Bush too thick to realize what needs to be done and Cheney et al are too crazy, and in any case the rest of the R's know a humiliating defeat would give the Dems a hammerlock on the executive and the legislative branches for a good long time to come. So they are hoping they can get the Dems to do the right thing so they can attack them for having done it (pretty standard GOP MO these days.)

The Dems for their part won't stick their heads into a guillotine for the R's (which is what a large-scale Dem call for withdrawal would amount to.) So they are just watching Bush and his party slowly have their credibility be chewed up as things in Iraq go from worse to much worse.

The Dems are betting there will either be a catastrophic end to the occupation before 2008 (not inconceivable) or that the R's will have sustained so much damage by then that President Hillary (or whover it ends up being) will be able to do the withdrawal despite the screaming and blaming this will give rise to from the wingnut amen corner. (Good luck.)

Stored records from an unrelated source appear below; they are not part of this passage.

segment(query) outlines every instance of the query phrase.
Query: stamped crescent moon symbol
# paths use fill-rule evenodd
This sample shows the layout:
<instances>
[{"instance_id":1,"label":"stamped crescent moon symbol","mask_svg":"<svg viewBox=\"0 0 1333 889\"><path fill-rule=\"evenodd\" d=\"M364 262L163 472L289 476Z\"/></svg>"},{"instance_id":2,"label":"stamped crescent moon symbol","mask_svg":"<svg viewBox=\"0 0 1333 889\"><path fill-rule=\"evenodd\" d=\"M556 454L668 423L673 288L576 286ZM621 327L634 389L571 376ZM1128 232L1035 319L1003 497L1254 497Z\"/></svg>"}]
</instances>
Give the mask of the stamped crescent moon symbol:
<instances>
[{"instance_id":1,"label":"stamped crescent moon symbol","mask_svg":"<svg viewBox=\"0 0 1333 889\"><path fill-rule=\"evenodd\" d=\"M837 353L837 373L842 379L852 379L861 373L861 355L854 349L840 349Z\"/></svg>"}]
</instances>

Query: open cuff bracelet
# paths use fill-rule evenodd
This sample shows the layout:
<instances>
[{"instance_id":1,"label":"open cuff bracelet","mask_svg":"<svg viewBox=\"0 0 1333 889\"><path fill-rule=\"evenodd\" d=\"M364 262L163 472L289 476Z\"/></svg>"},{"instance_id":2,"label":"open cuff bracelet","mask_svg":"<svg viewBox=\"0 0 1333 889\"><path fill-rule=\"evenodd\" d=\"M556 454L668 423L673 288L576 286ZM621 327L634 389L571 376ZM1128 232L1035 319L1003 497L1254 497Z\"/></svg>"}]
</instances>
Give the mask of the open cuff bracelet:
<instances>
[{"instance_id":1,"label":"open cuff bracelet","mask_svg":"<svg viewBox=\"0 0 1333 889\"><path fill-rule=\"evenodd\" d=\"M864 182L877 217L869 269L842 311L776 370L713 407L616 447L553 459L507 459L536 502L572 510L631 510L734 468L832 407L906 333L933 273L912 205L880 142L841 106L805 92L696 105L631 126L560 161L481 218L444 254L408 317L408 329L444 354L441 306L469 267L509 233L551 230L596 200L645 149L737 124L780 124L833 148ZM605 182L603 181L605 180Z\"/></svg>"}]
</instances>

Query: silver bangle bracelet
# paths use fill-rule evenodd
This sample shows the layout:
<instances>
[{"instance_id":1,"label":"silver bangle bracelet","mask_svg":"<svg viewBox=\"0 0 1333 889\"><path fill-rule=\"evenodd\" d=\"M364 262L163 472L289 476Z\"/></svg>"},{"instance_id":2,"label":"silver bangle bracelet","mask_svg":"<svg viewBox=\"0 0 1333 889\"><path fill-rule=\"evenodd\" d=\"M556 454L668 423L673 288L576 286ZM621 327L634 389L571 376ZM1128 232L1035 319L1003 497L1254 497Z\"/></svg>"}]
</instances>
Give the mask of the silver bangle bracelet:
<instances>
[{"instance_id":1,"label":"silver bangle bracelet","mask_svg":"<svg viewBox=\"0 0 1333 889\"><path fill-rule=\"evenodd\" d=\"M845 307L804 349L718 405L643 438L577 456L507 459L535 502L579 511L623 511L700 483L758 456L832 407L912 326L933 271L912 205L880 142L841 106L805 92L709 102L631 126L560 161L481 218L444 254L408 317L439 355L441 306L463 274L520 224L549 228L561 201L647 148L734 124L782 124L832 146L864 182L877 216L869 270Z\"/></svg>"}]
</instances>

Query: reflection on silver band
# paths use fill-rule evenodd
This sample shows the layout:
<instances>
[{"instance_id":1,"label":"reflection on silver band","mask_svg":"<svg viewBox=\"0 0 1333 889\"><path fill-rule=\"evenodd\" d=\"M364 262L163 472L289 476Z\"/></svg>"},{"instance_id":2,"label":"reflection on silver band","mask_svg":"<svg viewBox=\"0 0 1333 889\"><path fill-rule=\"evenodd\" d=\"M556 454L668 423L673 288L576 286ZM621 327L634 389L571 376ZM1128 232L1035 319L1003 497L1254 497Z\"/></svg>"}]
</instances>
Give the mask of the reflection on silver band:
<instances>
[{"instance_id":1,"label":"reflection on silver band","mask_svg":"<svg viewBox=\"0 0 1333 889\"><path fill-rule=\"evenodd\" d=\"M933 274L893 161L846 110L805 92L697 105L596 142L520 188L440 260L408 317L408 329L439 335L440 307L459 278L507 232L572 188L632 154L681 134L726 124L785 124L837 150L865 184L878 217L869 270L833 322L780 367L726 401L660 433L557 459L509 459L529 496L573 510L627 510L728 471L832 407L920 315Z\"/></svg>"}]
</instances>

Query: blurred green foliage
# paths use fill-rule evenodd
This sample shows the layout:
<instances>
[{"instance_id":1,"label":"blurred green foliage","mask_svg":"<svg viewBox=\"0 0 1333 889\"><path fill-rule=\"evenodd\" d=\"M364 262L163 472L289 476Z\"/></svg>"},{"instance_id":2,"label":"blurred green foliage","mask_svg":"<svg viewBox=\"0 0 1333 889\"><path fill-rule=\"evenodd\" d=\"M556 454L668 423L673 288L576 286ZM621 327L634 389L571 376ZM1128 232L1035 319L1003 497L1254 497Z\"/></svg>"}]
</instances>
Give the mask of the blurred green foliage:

Bush's plan is to hope things can kind of hold together for the next couple of years so he can dump this whole thing on his successor. The rest of the R's don't really have a plan other than not seeing their bacon fried in the next 20 minutes, and since Dems don't seem to be rising to the bait and calling for withdrawal, they'll just keep pretending it's not as bad a fiasco as it is and that President Steely Resolve has matters in hand.

Part of the reason Murtha came forward is that this idiotic political gridlock is killing soldiers, basically for nothing. Still, nothing seems able to break the dynamic. Interesting times we live in indeed.